I am having trouble understanding what the rules are for adding a lookahead to a core production during the construction of the DFA. To illustrate my confusion, I will be using an online parser generator that exposes all the internal calculations; this_tool. (<- open in a new tab)
(The formating is: NONTERMINAL -> RULE, LOOKAHEADS
, where the lookaheads are forward slash sperated)
Using this grammar as an example:
S -> E
E -> ( E )
E -> N O E
E -> N
N -> 1
N -> 2
N -> 3
O -> +
O -> -
Copy and pasting the above grammar into the lalr parser generator will produce a dfa with 12 states (click the >>
).

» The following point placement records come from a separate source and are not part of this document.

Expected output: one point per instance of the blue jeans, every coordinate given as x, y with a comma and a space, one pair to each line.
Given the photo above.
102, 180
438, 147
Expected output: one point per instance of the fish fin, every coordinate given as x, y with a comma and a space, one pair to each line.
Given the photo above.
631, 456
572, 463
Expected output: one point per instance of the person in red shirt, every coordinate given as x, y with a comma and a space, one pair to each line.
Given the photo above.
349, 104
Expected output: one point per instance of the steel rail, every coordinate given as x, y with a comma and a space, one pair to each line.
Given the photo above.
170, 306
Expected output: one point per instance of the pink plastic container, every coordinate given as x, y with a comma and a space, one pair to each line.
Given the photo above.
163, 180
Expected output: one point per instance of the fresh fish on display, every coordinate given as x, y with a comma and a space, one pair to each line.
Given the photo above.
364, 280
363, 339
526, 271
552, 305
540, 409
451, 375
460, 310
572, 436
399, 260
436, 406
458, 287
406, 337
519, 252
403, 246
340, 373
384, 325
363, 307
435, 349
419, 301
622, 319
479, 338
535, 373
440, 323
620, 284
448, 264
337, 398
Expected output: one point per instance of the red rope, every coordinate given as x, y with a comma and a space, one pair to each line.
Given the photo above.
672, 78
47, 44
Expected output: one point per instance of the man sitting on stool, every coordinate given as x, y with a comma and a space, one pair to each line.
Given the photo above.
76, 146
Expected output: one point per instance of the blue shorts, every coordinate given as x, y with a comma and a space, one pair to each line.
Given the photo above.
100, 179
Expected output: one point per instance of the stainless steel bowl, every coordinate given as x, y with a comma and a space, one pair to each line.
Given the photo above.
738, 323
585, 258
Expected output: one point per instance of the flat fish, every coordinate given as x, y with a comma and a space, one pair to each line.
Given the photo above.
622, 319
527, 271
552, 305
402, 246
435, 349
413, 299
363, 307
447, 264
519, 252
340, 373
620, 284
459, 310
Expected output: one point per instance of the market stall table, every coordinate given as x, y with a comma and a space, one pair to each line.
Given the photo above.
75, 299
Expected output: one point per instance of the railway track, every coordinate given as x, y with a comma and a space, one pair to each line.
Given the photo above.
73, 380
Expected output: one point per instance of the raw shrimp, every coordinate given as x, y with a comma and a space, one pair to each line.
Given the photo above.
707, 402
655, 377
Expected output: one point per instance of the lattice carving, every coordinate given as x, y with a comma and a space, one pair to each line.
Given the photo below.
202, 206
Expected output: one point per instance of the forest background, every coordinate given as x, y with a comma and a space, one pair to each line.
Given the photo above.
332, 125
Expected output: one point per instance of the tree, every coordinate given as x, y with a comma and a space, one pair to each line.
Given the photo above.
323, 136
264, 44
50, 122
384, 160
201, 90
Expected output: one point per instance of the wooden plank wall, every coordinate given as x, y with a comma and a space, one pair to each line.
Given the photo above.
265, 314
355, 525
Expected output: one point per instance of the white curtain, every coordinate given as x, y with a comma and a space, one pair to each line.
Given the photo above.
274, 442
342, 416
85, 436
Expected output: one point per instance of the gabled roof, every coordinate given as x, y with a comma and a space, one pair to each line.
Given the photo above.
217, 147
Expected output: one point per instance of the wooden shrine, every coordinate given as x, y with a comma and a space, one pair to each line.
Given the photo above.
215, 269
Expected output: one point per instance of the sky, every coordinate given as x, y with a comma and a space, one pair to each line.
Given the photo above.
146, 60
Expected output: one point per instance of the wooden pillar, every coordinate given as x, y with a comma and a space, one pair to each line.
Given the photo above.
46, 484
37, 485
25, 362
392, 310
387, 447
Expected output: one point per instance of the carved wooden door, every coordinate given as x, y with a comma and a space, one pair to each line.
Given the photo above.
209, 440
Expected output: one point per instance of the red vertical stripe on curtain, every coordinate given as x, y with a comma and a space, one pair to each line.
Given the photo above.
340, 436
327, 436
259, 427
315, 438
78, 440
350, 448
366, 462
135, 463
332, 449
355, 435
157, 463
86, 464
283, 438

My question is finally, why are the goto(0, N)
kernel productions ( {[E -> N.O E, $/)]; [E -> N., $/)]}
) initiated with the )
terminal? Where does the )
come from? I would expect the goto(0, N)
to be {[E -> N.O E, $]; [E -> N., $]}
. Equally the kernel production in the goto(0, ( )
has an 'extra' )
.
As the dfa is being constructed, equal cores are merged (the core is the set of productions that introduce a new state by performing closure on that set). State 2 has production [E -> .N, )];
, which when merged with [E -> N., $]
produces the correct output, but there's no way for state 0 to have known about lookahead of )
Thanks in advance, sorry if this was a confusing and specific question and about using an external website to demonstrate my issue.✌️
The solution is to propagate any newly found lookaheads then 'goto' the states where those lookaheads are cores of.
The method is described in chapter 4 section 7.5 of the Dragon Book 2nd ed. (here: https://github.com/muthukumarse/books/blob/master/Dragon%20Book%20Compilers%20Principle%20Techniques%20and%20Tools%202nd%20Edtion.pdf)